Nazi War Criminal’s US Citizenship Appeal Denied
By Jspace Staff on 12/21/2011 at 2:58 PM
Categories: World, United States, Legal
An Ohio Judge denied convicted Nazi war criminal John Demjanjuk's appeal to regain his US citizenship Tuesday. Demjanjuk hoped that newly discovered documents, which suggested that some incriminating evidence was fraudulent, would overturn his deportation orders.
US District Judge Dan Aaron Polster rejected Demjanjuk's citizenship claim because he lied about his whereabouts to gain entry into America.
"John Demjanjuk has admitted that he willfully lied about his whereabouts during the war on his visa and immigration applications to gain entry to the United States," the judge wrote. "Despite numerous opportunities, Demjanjuk has never provided a single, consistent accounting of his whereabouts during the war years 1942 to 1945."
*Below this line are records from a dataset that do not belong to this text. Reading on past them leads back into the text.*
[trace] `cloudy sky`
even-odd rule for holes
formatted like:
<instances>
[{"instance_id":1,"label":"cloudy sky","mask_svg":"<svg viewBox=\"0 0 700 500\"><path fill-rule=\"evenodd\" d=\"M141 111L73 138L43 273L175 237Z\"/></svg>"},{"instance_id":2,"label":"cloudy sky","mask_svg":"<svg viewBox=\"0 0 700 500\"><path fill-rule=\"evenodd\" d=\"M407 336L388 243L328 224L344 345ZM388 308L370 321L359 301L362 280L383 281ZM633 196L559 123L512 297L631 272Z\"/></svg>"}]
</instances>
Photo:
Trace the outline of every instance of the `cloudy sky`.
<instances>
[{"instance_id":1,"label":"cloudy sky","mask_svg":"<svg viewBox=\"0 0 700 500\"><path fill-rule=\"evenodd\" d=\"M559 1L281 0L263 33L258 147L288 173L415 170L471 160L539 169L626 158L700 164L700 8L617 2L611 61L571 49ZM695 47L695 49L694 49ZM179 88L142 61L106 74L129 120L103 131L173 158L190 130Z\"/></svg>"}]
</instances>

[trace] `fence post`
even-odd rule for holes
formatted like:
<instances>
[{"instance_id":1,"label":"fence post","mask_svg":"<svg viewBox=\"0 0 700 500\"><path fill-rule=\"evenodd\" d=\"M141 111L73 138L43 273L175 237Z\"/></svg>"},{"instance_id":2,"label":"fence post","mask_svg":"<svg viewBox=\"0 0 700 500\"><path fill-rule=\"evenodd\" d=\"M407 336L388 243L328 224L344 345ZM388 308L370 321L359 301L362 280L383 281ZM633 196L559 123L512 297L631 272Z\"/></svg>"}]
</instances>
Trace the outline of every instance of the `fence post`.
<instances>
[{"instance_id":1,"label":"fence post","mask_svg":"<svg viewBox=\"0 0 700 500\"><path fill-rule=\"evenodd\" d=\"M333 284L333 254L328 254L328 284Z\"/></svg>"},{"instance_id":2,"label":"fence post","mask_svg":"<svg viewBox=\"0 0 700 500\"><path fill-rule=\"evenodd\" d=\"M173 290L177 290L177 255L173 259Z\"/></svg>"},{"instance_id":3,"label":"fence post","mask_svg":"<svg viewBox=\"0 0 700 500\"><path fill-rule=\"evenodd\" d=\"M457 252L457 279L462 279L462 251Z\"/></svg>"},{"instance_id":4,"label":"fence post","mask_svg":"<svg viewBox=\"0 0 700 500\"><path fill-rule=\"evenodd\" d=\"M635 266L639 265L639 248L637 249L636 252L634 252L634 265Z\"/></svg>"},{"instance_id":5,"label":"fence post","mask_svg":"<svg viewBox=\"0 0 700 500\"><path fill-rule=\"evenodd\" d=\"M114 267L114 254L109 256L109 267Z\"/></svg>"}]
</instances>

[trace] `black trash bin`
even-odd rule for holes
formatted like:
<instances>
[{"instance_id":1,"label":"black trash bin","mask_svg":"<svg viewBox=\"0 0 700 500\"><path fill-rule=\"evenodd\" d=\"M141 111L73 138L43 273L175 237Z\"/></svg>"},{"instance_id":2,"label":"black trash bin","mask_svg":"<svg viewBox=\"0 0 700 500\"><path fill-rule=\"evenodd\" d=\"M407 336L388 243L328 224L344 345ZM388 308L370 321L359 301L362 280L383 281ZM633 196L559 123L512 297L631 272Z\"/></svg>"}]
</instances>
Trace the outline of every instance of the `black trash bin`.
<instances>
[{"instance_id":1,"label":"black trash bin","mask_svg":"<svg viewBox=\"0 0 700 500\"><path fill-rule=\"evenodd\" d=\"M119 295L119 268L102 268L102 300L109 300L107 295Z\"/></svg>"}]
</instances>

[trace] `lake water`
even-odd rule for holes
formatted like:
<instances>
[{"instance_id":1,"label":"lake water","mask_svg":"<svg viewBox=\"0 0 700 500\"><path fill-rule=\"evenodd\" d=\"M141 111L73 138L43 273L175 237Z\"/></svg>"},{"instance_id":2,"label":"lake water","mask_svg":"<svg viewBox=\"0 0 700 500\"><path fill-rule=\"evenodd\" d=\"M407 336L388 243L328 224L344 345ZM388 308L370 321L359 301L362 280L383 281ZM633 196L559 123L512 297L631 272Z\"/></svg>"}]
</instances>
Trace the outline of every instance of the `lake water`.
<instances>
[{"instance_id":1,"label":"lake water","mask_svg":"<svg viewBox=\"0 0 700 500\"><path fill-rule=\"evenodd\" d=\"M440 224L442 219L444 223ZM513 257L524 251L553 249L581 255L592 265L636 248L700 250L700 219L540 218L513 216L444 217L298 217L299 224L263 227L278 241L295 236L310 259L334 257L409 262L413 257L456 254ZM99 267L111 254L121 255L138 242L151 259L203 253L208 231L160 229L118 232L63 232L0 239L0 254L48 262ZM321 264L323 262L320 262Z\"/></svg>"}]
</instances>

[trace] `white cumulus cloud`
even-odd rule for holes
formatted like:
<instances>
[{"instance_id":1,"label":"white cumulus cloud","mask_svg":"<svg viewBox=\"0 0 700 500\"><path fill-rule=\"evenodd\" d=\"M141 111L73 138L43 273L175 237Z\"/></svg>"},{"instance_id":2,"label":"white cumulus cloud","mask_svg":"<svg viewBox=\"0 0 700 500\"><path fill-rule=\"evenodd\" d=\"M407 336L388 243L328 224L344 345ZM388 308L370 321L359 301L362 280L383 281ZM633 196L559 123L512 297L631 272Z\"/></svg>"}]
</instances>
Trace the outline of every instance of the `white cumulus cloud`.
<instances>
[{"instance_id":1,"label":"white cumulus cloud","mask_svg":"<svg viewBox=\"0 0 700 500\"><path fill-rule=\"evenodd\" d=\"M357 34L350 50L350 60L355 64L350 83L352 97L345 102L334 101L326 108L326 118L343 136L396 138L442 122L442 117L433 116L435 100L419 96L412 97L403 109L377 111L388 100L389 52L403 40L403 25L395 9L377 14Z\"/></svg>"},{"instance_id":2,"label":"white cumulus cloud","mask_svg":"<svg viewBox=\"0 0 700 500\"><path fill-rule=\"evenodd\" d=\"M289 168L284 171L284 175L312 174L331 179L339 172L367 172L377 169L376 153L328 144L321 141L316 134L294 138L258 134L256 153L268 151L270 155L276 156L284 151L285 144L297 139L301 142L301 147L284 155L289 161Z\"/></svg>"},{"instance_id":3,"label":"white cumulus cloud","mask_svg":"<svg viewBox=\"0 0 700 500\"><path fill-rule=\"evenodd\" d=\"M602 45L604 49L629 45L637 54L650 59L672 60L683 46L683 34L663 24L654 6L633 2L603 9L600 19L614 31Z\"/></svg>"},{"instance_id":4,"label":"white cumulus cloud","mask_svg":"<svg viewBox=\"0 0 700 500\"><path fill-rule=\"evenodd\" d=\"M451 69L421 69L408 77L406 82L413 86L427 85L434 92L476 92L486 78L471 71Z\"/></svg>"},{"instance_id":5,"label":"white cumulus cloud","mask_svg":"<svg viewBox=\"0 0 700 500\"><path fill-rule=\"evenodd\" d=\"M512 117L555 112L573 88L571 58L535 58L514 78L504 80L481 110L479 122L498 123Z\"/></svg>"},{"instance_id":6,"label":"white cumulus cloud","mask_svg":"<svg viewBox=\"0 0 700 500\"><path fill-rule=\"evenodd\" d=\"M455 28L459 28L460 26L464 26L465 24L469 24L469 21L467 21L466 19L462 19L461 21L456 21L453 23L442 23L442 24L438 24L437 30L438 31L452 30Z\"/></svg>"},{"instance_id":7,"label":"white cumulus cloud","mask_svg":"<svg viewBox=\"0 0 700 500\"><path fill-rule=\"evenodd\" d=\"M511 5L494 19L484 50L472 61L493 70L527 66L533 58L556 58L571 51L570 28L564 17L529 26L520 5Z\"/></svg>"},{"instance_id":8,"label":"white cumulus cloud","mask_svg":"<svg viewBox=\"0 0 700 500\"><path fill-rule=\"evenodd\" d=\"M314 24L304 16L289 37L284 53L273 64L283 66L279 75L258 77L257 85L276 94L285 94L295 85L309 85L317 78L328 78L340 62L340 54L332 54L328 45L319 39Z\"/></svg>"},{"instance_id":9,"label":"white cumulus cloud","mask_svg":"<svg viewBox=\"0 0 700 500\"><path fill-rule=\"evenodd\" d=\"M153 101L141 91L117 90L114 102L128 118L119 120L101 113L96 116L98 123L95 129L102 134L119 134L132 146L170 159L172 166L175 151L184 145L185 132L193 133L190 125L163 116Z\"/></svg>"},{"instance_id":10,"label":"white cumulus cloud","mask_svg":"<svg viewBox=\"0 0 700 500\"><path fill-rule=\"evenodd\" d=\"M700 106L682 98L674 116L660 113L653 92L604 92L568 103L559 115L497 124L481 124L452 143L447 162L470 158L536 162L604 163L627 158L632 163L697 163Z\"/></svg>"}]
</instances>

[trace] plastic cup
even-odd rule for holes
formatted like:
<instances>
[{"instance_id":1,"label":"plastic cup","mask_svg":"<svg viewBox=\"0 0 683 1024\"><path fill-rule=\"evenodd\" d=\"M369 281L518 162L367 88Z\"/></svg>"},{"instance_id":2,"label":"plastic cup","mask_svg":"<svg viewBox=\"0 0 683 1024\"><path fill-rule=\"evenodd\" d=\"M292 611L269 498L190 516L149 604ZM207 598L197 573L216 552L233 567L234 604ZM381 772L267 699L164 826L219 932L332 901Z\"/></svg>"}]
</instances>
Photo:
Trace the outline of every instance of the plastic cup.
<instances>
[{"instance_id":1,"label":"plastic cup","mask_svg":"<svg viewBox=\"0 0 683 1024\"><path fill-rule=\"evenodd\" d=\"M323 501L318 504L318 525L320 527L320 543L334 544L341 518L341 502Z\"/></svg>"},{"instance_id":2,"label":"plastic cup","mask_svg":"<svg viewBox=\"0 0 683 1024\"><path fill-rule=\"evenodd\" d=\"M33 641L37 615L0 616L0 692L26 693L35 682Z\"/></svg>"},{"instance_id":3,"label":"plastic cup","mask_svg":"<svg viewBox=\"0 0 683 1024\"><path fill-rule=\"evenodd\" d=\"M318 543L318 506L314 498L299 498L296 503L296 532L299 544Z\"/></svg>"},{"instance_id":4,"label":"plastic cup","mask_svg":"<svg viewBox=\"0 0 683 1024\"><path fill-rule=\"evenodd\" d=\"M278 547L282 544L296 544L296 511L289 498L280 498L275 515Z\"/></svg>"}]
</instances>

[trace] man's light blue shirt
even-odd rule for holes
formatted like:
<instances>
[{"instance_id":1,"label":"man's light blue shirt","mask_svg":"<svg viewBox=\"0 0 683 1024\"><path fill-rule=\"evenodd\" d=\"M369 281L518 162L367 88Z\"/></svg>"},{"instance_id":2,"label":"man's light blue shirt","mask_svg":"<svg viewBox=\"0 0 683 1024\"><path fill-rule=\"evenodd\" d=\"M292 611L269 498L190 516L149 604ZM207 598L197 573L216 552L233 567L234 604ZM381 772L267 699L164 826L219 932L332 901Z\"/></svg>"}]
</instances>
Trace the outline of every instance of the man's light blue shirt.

Demjanjuk's lawyers argued that the government did not disclose exonerating information, including a 1985 FBI report that indicated that a Nazi ID card may be a Soviet fake.
To rebuke these claims, the government included an October 12 affidavit by retired FBI agent Thomas Martin, which stated that the 1985 report written by him was speculative, not investigative.
Demjanjuk has been confined to Germany since he was stripped of his US citizenship in 2009. There, 91-year-old Demjanjuk was convicted of thousands of counts of accessory to murder for his time spent as a death camp guard.
Demjanjuk's public defender Dennis Terez wouldn’t definitively promise an appeal, but said, "We're evaluating our various options at this point."
Mike Tobin, a spokesman for the US attorney's office in Cleveland, explained prosecutors were pleased with the ruling. "All along the issue in this specific aspect of the case was really just the uninformed or misinformed speculation of one FBI agent, as I think the ruling makes clear," he said.